The cost of lax regulation

The latest federal investigative report on the deadliest mine explosion in America in 40 years - a blast at a Massey Energy coal mine in West Virginia that killed 29 men - has revealed that the mine's overseers kept two sets of books on the mine's operations. One was a clean set that failed to show state and federal safety officials the true record of the mine's safety issues, as the law requires. The other set detailed hazardous conditions at the mine and what efforts were made to remedy them, but was kept hidden from safety inspectors.

If the books that detailed the mine's safety problems had been shown to safety regulators as the law required, the explosion that killed the 29 miners who worked in the Upper Big Branch mine might have been avoided.

Discovery of the dual bookkeeping, disclosed this week by Keven Stricklin, administrator of the Mine Safety and Health Administration, is a milestone in a yearlong investigation that has included interviews of 266 people, analysis of 84,000 pages of documents and thorough examinations of the mine.

That investigation, Stricklin said, has also ruled out the mine owners' contention that an event beyond their control - a huge infusion of gas - set off the deadly blast in April last year. Instead, investigators say they have concluded that a large amount of coal dust was allowed to accumulate, which set the stage for a small ignition of methane to ignite a huge blast throughout the mine.

Whether new criminal charges will result from the latest findings remains to be determined, but prior and current MSHA findings suggest that neglect of safety issues at the Massey Energy mine was systemic and part of a long pattern.

Officials had previously said that the explosion was "entirely preventable." The latest report, disclosed in a public hearing on Wednesday, appears to confirm that basic safety practices were neglected and that the mine was operated under a culture of impunity both to safety standards and to respect for a regime of inspections.
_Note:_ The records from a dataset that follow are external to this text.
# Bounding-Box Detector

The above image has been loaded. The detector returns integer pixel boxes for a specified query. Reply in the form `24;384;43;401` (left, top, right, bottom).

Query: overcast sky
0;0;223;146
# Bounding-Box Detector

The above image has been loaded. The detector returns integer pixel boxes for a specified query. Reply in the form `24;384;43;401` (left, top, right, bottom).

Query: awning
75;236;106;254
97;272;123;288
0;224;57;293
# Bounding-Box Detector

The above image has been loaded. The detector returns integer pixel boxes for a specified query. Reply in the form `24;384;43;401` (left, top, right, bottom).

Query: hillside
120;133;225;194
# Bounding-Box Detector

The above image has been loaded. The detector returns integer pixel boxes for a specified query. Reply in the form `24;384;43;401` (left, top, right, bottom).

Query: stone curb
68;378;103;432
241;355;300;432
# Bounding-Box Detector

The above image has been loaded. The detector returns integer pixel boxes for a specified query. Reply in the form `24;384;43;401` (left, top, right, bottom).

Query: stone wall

That's an understatement. The mine had received more orders to shut down operations in areas of the mine found to be unsafe than any other coal mine in the United States. Its reputation and record had led to a number of surprise inspections. But even with its dismal safety record, the MSHA leadership had resisted issuing an order to shut down the entire mine.

In the context of current findings, it seems clear that, before the explosion, MSHA administrators had become cowed by the political clout of Massey's former chief executive, Don Blankenship, and were overly tentative and cautious about taking regulatory enforcement actions that would inflame political jousting over regulatory burdens.

Employees of the mine seem to have been equally cowed by the owners. Not only did they fail to list or report safety violations before the explosion; there was just one call made to the MSHA's anonymous safety hot line in the years before the explosion.

Part of the problem, to be sure, was that the MSHA leadership had been neutered by the prior Bush administration in response to business and political demands to loosen mining regulation. The death toll from the Massey mine explosion, and the impunity to safety procedures that resulted, now stands as a haunting rebuke to such political interference in regulatory matters where workers' lives are on the line.